舰首的九联装法则剥离炮阵列已经进入预充能状态,炮口周围的空间出现细微的晶格化现象。
紧随其后的是三万艘破军-绝锋级逻辑突击舰。
这些八百公里长的战舰外形锐利如刀锋,舰体采用了特殊的相位存在转换材料,在传感器中呈现出一种不确定的模糊状态。
它们的碎辰逻辑共振主炮阵列开始预热,炮管周围泛起了涟漪般的逻辑波动。
然后是四万八千艘璇光-守道级护卫舰。
这些三百公里长的战舰构成防御阵型的基石,它们的守道之环快速响应场已经展开,在舰队外围形成了一层淡蓝色的逻辑过滤层。
剩余的重构种子还在持续转化,第二波舰船正在维度通道中快速成型。
这一切都发生在短短五秒内。
当十二个入侵点扩张到直径八百公里时,华夏的第一波舰队已经完成部署,在入侵点前方构成了十二个立体的拦截阵型。
但入侵点扩张还在继续。
第一千二百公里时,暗紫色的波纹从通道内部涌出,那些波纹在现实世界凝结成实质的物质流。
物质流快速构建出舰体轮廓、武器平台、能量核心,整个过程就像倒放的溶解录像,从无形的规则流到有形的战舰,只用了三秒。
第一艘敌舰完成了实体化。
它的外形与之前的三艘先锋舰相似,但体积大了五倍,舰体表面的生物质外壳更加厚重,脉动的血管状纹路密集到几乎覆盖整个舰体。

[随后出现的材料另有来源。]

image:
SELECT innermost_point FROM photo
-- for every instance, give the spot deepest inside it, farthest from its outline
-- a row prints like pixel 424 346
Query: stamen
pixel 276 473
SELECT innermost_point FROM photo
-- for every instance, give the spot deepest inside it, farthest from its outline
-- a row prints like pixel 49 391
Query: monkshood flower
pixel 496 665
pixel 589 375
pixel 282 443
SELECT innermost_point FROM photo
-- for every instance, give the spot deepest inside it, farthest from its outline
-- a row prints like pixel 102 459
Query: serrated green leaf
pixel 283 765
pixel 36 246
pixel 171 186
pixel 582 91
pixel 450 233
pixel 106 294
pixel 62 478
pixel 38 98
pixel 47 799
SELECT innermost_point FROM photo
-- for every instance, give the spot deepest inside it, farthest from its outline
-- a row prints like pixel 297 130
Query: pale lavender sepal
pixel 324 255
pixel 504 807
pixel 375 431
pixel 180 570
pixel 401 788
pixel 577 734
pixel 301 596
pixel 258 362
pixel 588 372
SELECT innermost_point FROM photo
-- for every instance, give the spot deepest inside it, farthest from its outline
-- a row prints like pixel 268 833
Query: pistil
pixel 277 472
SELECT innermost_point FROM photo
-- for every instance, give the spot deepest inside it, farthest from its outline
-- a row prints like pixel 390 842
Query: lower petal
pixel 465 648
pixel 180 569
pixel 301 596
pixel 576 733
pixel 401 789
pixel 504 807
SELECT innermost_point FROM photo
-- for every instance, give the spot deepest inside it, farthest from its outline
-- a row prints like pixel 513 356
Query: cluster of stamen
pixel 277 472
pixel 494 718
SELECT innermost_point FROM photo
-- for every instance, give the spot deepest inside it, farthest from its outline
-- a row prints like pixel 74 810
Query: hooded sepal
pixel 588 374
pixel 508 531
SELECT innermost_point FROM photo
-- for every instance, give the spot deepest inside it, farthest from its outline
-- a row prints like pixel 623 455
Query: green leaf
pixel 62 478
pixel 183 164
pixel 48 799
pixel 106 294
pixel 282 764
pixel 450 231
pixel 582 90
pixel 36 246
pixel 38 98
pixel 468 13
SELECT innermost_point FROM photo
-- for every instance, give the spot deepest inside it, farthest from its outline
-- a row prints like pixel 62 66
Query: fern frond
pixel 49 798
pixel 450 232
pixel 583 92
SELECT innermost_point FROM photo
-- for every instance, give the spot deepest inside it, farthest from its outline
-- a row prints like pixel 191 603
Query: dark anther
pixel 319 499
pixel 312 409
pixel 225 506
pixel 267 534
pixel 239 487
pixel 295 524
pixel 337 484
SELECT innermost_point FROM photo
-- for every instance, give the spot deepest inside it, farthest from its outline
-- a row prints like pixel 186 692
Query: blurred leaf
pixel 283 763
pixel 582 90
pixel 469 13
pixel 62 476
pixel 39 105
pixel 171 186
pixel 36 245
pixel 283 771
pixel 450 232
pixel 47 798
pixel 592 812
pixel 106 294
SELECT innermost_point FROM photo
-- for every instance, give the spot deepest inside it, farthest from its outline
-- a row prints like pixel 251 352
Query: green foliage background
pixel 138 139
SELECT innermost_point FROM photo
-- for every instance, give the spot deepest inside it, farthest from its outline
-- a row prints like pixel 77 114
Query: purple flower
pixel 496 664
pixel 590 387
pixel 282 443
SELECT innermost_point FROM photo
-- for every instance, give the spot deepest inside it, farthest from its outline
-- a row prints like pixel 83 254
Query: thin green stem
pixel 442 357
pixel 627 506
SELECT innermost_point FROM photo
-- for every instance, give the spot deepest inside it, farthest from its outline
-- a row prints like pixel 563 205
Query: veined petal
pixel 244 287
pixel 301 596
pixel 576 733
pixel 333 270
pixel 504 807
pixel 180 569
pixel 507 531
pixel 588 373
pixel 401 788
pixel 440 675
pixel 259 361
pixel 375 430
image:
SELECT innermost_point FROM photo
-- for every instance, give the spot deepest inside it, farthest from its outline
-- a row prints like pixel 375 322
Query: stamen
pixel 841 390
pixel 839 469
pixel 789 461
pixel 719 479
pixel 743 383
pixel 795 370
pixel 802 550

舰首的空间拉伸聚焦器从单组增加到三组,呈品字形排列。
然后是第二艘,第三艘……
每个入侵点都在以每秒二十艘的速度吐出敌舰。
这些敌舰一出现就立刻进入战斗状态,舰首的聚焦器开始充能,暗紫色的光芒在炮口汇聚。
“敌方单位持续增加。当前总数:两千四百。预计六十秒后突破一万。”羲和的战术监控覆盖了整个战场,“检测到敌方舰队存在逻辑链接网络,指挥结构高度协同。”
“开火。”
林默的指令简洁直接。
一万两千艘龙渊-太虚级法则主力舰同时发射。
九联装法则剥离炮阵列射出银白色的逻辑解离场。
这种场在传播过程中自行展开,覆盖范围从最初的炮口直径扩展到数千公里。
当逻辑解离场接触到敌舰时,敌舰表面的生物质外壳就发生了诡异的变化。
外壳的分子结构没有破损,原子键也没有断裂,但物质之间的结合逻辑被暂时移除了。
原本坚固的外壳变得像沙子一样松散,一块块生物质材料从舰体上剥落,在真空中飘散。
剥落过程从接触点开始,以光速向整个舰体蔓延。
第一轮齐射,两千四百艘敌舰中有八百艘被完全解离,舰体化为了基本粒子云。
剩余的一千六百艘也遭受了不同程度的损伤,外壳大面积剥落,暴露出内部的结构。
但敌舰的反击立刻到来。
幸存的敌舰舰首,三组空间拉伸聚焦器同时发射。
暗紫色的光束不再是单一条束,而是在发射后自行分裂,每一道光束分裂成数十道更细的分支,这些分支在飞行中交织成网,覆盖了大片空域。
龙渊-太虚级舰队的归墟法则免疫场自动激活。
舰体周围的空间出现了一层微弱的扭曲,那些扭曲是局部物理常数的临时调整。
当空间拉伸光束接触扭曲区域时,光束内部维持拉伸效应的逻辑基础突然失效,暗紫色光芒迅速黯淡,在抵达舰体前就消散为无害的背景辐射。
不过免疫场对同是七级的敌人而言并非绝对防御。
有七艘龙渊-太虚级战舰被超过二十道光束同时命中,免疫场的逻辑过载,舰体表面出现了龟裂。
其中三艘的装甲被部分拉伸撕裂,暴露出内部结构。
破军-绝锋级逻辑突击舰就在这时切入战场。
三万艘突击舰分成十二个编队,每个编队对应一个入侵点。
它们采取在空间中执行短距维度跳跃,每次跳跃距离不超过零点一光年,但频率高达每秒三次。
这种高频跳跃让敌舰的锁定系统完全失效。
当破军级战舰出现在敌舰阵列内部时,它们的碎辰逻辑共振主炮开始点射。
被命中的敌舰在瞬间陷入了一种逻辑死锁状态。
因为这种武器发射的是一种与目标存在逻辑频率匹配的波动。
波动穿透敌舰的外壳和内部结构,直接作用于舰载系统的逻辑核心。
一旦共振建立,敌舰内部的各种逻辑协议便会开始自相冲突,动力系统的输出逻辑与导航系统的轨迹逻辑产生矛盾,武器系统的瞄准逻辑与火控系统的解算逻辑互相否决。
舰体表面的光芒紊乱闪烁,推进器间歇性喷射又停止,武器平台无序转动。
它们变成了战场上的障碍物,不仅失去战斗力,还阻碍了友军的机动。